“The General refused to let us go. We were, however, determined to go. With this, the General issued his orders against it. We began to fix for a start. The General went and placed his cannon on a bridge we had to cross, and ordered out his regulars and drafted men to prevent our crossing. But when the militia started to guard the bridge, they would holler back to us to bring their knapsacks along when we came; for they wanted to go as bad as we did. We got ready, and moved on till we came near the bridge, where the General’s men were all strung along on both sides.
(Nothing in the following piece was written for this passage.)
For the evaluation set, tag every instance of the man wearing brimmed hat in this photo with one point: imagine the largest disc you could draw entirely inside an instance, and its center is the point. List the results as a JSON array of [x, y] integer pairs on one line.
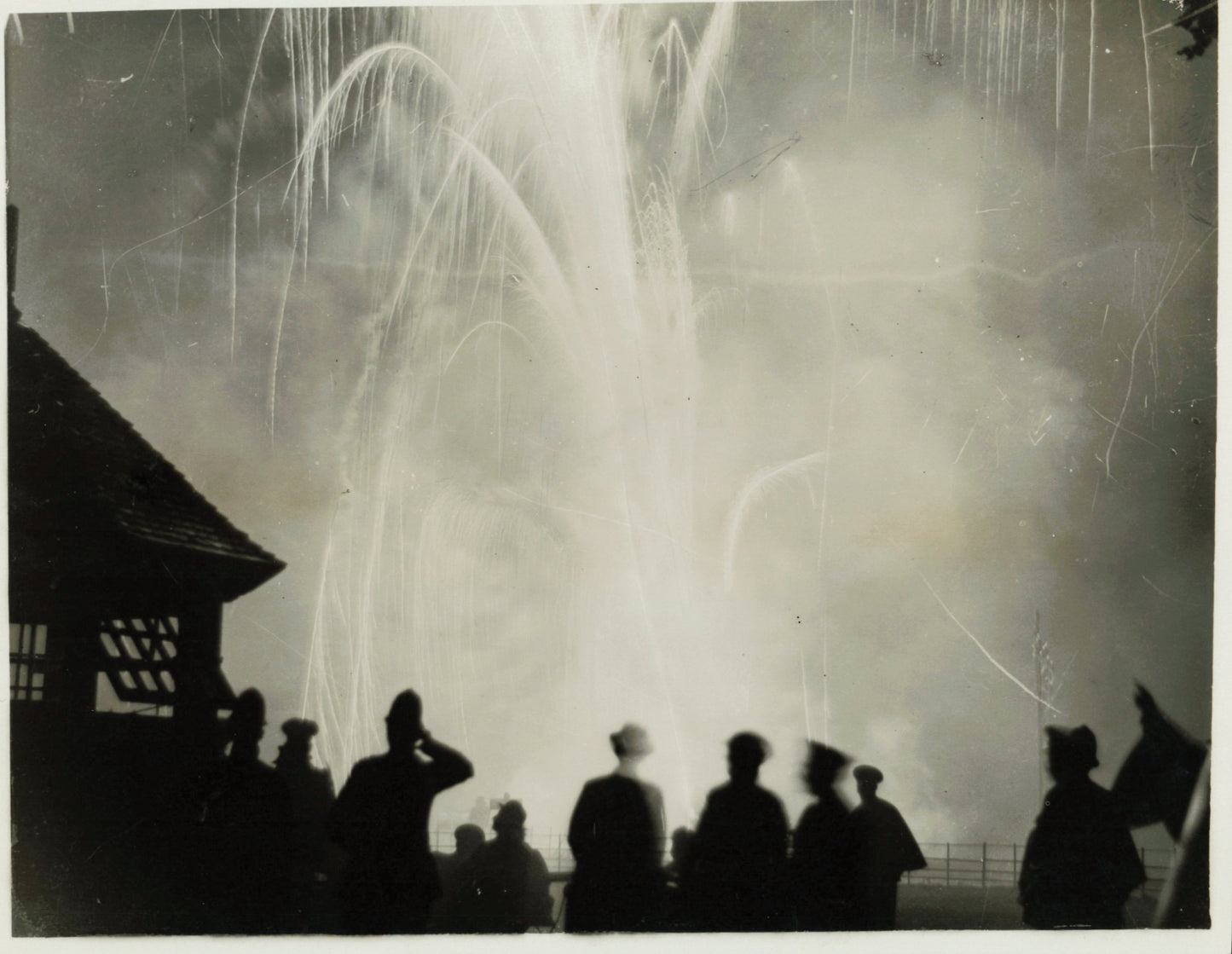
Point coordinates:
[[381, 820], [1079, 864], [881, 847], [616, 838], [506, 882], [734, 879], [819, 893]]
But we all had our flints ready picked and our guns ready primed, that, if we were fired on, we might fight our way through, or all die together.
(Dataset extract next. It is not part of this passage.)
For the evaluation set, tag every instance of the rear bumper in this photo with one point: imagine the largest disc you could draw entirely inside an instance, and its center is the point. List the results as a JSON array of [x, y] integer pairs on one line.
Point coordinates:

“When we came still nearer the bridge we heard the guards cocking their guns, and we did the same. But we marched boldly on, and not a gun was fired, nor a life lost. When we had passed, no further attempt was made to stop us. We went on, and near Huntsville we met a reinforcement who were going on to join the army. It consisted of a regiment of sixty-day volunteers. We got home pretty safely, and in a short time we had procured fresh horses, and a supply of clothing better suited for the season.”
The officers and soldiers ere long rendezvoused again at Fort Deposit. Personally interested as every one was in subduing the Creeks, whose hostility menaced every hamlet with flames and the inmates of those hamlets with massacre, still the officers were so annoyed by the arrogance of General Jackson that they were exceedingly unwilling to serve again under his command.
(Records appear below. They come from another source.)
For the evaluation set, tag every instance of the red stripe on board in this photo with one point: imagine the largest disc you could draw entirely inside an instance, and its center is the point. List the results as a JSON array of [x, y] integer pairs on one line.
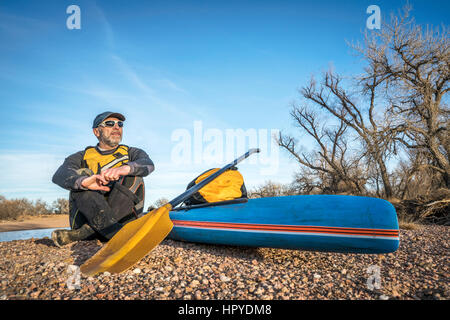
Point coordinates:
[[289, 228]]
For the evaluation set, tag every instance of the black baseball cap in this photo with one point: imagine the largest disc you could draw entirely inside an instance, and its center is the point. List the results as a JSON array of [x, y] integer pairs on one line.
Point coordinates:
[[102, 116]]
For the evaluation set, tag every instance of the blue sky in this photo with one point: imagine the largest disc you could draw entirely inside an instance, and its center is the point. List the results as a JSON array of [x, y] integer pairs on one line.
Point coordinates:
[[166, 65]]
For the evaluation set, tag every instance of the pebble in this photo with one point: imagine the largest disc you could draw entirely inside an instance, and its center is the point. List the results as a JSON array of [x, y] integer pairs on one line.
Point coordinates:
[[181, 270], [224, 278]]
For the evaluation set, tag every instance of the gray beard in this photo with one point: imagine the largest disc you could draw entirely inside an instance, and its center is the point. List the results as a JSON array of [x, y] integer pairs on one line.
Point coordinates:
[[109, 141]]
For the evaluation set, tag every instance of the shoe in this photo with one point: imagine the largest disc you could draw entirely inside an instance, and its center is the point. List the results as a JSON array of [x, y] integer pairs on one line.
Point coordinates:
[[62, 237]]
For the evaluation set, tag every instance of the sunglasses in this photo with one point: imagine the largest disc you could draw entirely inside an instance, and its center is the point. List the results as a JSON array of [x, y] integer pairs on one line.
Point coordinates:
[[111, 123]]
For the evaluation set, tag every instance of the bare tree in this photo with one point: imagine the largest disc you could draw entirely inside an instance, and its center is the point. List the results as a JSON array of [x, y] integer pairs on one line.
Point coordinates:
[[350, 111], [412, 65], [332, 168]]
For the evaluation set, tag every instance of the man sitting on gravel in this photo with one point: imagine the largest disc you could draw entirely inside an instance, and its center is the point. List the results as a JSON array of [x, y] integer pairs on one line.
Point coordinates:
[[105, 182]]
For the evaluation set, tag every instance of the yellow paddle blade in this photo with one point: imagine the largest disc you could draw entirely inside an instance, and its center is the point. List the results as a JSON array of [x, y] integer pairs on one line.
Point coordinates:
[[131, 243]]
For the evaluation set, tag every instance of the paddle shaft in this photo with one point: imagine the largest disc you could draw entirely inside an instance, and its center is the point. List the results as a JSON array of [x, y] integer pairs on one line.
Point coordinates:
[[204, 182]]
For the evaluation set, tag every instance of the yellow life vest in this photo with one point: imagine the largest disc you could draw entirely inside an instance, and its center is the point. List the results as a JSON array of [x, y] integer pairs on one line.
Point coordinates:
[[98, 162]]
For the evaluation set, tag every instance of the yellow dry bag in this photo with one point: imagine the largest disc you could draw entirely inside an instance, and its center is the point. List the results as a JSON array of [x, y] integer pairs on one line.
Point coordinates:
[[228, 186]]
Just as they came together, a message came from General Jackson, demanding that, on their return, they should engage to serve for six months. He regarded enlistment merely for sixty days as absurd. With such soldiers, he justly argued that no comprehensive campaign could be entered upon. The officers held a meeting to decide upon this question. In the morning, at drum-beat, they informed the soldiers of the conclusion they had formed. Quite unanimously they decided that they would not go back on a six-months term of service, but that each soldier might do as he pleased. Crockett writes:
“I know’d if I went back home I wouldn’t rest for I felt it my duty to be out. And when out, I was somehow or other always delighted to be in the thickest of the danger. A few of us, therefore, determined to push on and join the army. The number I do not recollect, but it was very small.”
When Crockett reached Fort Strother he was placed in a company of scouts under Major Russel. Just before they reached the fort, General Jackson had set out on an expedition in a southeasterly direction, to what was called Horseshoe Bend, on the Tallapoosa River. The party of scouts soon overtook him and led the way. As they approached the spot through the silent trails which threaded the wide solitudes, they came upon many signs of Indians being around. The scouts gave the alarm, and the main body of the army came up. The troops under Jackson amounted to about one thousand men. It was the evening of January 23d, 1814.